Lonnie's gun snapped in his hand, and his arm came up fast and precisely calibrated, like one sweep of a windshield wiper set on high. “I'm doing it,” he said. “Step away from Chief Kennis. Now.”

“But sir—that's insubordination, abetting a fugitive, obstruction of justice—you could lose your job, you could go to jail, and—”

“But only if it's true, Stallings. Only if it's true. Set your guns down on the floor. All of you.”

He caught my eye and jerked his head to the left—get going. I sprinted into the bedroom, opened the gun safe in the closet, pulled out the Glock and a spare magazine. I pulled a knapsack from a high shelf and I snagged a change of clothes from the drawers—shirt and socks, pants and a sweater. I was going to be chilled to the bone by the time I finished my night's work.

Lonnie was waiting for me at the kitchen door, his soldiers huddled together by the sink. I pushed past them to grab a plastic trash bag and stuffed the clothes into it, then jammed the bundle into the knapsack.

I was ready to go.

Lonnie had his gray, wide brimmed police hat in his hand. He dug a set of car keys out of his pocket and dangled them in front of me.

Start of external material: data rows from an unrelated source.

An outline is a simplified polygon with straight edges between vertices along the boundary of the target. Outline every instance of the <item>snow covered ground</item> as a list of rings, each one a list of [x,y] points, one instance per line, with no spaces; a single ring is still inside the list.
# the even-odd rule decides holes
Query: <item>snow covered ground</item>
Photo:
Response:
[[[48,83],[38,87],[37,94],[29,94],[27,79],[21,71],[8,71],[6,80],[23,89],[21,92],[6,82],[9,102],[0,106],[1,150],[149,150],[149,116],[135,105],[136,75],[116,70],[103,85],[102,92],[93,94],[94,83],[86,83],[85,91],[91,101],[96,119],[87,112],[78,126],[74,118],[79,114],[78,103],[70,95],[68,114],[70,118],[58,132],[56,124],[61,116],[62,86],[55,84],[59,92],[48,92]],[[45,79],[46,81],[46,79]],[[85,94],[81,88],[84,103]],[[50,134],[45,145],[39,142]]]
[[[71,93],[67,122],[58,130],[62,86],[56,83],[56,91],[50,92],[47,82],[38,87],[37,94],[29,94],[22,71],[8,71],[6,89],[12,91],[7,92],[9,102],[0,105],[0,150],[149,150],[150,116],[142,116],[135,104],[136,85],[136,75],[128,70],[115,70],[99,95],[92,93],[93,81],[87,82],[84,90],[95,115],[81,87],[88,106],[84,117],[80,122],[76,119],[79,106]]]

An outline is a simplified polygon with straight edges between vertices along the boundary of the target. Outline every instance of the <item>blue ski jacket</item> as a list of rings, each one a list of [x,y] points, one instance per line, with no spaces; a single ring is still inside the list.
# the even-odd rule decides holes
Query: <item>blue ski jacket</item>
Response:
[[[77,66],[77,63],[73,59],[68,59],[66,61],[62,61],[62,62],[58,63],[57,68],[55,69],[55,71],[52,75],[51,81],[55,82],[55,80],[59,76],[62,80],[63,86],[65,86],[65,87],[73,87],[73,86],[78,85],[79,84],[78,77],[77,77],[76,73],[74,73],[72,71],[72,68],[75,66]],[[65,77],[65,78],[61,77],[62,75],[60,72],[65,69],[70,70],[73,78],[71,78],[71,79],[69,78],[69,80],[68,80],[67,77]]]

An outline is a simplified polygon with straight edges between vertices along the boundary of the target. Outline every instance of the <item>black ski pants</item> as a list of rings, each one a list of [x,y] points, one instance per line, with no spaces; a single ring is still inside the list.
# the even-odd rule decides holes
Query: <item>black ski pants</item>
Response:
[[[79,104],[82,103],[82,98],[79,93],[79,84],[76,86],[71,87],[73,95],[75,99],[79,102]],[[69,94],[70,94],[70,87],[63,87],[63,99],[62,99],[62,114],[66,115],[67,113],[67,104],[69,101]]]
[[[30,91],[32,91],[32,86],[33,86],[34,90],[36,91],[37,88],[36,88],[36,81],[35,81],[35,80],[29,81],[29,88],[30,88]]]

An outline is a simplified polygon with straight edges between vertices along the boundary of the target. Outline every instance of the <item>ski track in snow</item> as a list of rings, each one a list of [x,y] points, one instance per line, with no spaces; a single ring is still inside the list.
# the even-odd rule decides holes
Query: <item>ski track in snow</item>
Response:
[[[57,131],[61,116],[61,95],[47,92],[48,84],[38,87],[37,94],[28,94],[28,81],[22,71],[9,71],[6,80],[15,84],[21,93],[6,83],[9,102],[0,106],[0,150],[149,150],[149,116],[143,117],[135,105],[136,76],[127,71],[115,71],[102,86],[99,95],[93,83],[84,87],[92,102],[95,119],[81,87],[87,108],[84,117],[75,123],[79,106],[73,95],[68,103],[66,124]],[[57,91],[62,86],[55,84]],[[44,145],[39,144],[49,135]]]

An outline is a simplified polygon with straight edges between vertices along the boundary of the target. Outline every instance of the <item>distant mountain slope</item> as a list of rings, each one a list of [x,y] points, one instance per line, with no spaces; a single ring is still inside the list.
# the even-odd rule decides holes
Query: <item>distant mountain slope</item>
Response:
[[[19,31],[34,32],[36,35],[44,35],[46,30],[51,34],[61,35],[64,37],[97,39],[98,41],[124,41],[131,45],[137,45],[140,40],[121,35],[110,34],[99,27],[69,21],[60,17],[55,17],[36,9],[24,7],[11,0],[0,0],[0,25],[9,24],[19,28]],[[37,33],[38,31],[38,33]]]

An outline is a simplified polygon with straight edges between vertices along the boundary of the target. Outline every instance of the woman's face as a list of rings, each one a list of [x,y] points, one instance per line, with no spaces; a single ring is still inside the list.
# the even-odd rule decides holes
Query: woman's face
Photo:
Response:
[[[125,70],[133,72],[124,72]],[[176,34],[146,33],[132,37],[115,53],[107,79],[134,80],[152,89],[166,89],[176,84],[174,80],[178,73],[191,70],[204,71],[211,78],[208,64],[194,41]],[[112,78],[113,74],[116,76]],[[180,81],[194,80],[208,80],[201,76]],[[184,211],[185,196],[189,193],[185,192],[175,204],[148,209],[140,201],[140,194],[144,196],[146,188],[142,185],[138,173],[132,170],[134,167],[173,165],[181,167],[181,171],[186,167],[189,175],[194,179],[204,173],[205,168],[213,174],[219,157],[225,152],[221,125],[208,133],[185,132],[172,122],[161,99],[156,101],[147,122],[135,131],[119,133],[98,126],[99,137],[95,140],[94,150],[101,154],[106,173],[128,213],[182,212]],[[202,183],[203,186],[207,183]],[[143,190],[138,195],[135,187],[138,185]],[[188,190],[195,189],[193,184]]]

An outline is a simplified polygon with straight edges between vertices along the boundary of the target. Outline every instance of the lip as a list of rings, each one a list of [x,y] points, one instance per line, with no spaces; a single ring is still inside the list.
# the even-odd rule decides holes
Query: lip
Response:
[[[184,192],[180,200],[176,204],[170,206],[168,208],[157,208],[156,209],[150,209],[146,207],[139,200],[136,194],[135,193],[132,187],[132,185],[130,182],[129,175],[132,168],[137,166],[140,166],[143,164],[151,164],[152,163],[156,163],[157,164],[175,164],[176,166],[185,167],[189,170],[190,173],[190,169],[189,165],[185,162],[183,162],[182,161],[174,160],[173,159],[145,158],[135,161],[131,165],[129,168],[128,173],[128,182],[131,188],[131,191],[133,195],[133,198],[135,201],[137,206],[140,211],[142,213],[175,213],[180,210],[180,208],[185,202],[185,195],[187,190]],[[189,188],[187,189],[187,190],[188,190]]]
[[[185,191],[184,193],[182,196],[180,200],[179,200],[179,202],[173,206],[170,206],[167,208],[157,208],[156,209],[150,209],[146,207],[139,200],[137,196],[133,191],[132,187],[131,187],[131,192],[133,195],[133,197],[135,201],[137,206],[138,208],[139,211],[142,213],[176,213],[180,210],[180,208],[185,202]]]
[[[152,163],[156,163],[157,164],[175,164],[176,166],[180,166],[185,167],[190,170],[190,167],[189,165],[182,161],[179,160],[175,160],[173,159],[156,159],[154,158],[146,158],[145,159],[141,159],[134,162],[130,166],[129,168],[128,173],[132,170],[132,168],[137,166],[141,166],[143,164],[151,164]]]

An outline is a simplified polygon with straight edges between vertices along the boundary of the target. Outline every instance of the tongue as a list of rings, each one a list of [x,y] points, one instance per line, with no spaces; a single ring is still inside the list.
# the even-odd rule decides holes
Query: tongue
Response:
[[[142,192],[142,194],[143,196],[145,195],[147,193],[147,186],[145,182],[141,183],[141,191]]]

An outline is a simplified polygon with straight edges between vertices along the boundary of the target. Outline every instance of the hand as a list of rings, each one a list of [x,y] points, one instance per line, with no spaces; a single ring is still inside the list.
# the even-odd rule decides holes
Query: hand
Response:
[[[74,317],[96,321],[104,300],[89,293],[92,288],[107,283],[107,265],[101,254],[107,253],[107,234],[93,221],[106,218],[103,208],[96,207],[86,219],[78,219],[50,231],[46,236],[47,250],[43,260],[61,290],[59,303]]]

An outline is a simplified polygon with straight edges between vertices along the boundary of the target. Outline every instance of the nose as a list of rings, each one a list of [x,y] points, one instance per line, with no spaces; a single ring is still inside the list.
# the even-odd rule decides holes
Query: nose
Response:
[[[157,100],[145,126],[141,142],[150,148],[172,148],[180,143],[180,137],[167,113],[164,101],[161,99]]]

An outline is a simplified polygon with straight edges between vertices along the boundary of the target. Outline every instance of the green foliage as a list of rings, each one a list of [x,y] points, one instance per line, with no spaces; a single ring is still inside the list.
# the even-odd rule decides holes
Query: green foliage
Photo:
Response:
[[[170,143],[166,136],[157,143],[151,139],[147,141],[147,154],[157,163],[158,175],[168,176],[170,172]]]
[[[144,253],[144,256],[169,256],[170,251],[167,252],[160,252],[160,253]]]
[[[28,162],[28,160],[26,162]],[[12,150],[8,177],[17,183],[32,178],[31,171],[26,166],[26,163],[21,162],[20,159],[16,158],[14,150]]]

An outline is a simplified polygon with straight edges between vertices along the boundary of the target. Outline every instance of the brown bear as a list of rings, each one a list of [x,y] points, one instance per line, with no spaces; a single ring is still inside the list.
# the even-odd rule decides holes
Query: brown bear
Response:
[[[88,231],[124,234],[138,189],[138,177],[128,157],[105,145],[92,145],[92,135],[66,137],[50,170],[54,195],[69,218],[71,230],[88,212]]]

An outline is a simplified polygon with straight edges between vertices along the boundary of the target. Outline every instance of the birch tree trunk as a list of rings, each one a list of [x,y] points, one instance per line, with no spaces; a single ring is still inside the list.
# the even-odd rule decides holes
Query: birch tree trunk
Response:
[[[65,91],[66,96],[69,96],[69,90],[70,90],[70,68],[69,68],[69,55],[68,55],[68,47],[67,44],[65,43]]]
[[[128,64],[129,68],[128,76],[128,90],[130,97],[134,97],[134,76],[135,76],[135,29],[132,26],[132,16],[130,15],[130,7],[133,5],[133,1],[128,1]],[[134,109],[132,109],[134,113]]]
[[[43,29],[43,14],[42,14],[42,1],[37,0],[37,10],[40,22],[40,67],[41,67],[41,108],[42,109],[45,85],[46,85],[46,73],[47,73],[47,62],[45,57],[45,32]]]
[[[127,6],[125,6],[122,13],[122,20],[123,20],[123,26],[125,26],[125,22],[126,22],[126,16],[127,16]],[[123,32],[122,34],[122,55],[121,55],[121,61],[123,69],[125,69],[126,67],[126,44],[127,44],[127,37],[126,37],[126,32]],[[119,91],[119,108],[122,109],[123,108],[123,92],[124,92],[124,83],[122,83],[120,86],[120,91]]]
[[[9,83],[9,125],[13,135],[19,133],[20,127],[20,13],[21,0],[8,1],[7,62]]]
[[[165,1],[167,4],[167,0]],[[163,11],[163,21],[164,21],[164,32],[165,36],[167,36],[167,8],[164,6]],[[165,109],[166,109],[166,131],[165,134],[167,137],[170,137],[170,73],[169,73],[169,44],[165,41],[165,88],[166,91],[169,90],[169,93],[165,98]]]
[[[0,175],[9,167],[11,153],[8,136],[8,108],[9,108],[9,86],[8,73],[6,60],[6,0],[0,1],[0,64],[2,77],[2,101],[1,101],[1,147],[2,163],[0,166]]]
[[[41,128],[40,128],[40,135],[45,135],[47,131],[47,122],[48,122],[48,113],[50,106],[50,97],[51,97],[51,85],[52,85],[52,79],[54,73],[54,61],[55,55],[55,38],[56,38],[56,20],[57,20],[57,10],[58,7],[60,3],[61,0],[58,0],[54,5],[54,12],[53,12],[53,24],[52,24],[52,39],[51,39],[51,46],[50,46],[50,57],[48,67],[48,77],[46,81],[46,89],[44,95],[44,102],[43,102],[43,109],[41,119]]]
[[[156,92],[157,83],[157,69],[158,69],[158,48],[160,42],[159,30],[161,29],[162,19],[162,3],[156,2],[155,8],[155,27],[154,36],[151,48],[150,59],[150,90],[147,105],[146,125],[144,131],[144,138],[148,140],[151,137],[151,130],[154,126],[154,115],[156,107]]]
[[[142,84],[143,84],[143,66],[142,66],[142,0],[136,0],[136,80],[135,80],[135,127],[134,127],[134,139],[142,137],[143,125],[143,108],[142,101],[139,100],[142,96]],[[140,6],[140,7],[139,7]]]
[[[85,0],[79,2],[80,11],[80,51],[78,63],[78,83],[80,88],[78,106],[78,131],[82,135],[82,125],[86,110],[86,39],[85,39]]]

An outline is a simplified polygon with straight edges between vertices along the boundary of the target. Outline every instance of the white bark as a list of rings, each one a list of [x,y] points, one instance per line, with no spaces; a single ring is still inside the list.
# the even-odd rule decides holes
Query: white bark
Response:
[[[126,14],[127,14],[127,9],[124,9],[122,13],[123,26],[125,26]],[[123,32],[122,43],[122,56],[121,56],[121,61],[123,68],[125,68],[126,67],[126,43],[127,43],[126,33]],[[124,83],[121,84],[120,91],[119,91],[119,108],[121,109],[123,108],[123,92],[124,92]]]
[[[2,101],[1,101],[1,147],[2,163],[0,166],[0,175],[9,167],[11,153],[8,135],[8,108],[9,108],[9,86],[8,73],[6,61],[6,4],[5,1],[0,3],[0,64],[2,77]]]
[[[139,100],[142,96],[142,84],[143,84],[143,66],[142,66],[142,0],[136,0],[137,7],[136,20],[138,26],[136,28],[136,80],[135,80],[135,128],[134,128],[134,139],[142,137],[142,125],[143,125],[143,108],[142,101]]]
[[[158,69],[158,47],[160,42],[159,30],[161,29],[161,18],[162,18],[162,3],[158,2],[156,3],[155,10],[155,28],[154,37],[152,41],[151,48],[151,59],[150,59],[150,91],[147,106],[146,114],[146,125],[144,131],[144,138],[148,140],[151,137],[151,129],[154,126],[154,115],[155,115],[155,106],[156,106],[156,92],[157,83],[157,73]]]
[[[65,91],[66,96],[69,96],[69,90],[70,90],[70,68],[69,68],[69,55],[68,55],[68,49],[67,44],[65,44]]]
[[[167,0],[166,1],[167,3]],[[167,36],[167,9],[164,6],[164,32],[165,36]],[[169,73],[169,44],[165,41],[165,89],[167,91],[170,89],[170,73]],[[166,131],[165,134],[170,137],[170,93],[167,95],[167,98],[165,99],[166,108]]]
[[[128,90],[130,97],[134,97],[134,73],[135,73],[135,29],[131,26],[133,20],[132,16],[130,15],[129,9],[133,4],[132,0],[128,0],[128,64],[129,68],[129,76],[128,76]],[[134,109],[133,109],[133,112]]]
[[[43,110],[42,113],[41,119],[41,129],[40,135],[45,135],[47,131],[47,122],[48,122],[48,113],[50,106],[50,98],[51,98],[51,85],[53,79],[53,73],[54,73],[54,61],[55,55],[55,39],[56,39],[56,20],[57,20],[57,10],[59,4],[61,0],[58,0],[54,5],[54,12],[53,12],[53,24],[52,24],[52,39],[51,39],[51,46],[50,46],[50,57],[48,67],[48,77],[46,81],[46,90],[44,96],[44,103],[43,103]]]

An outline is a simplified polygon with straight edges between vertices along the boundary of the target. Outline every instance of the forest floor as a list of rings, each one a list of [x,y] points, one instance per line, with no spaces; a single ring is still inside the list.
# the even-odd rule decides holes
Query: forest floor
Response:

“I parked a cruiser on Dover Street. Maybe you noticed. Take it and go. I don't want to know where you're going and you don't want to tell me.” He pulled a pair of Maui Jims out of his breast pocket, extended the hat. “Put this on. Take the sunglasses, too. No one'll give you second glance.”

I put on the hat and sunglasses. After a brief appraising cud-chew, like he was cleaning his teeth with his tongue, he nodded his approval. “Close enough for Nantucket, right? Don't stop. Don't talk to anyone.”

“Thanks, Lonnie.”

I paused in the kitchen one more time to grab a plastic freezer storage bag out of the drawer beside the fridge. Then I went out the way I came in, down the basement stairs, through the hedge, over the retaining wall to Dover Street.

It was full dark as I climbed into the cruiser and gunned the engine. The dashboard clock read 8:01. Time was tearing past. I resisted the urge to use the flashers. Traffic was light and I didn't want to call attention to myself. But I could feel panic tightening around my head like a metal band. If I was too late, if Beaumont launched those bombs…but it was crazy to think that way, stupid. I had to concentrate, and I had to keep moving—nothing else.

No distractions.

A National Guard Humvee rolled past me on Cliff Road, heading for town. The driver saluted. I saluted back.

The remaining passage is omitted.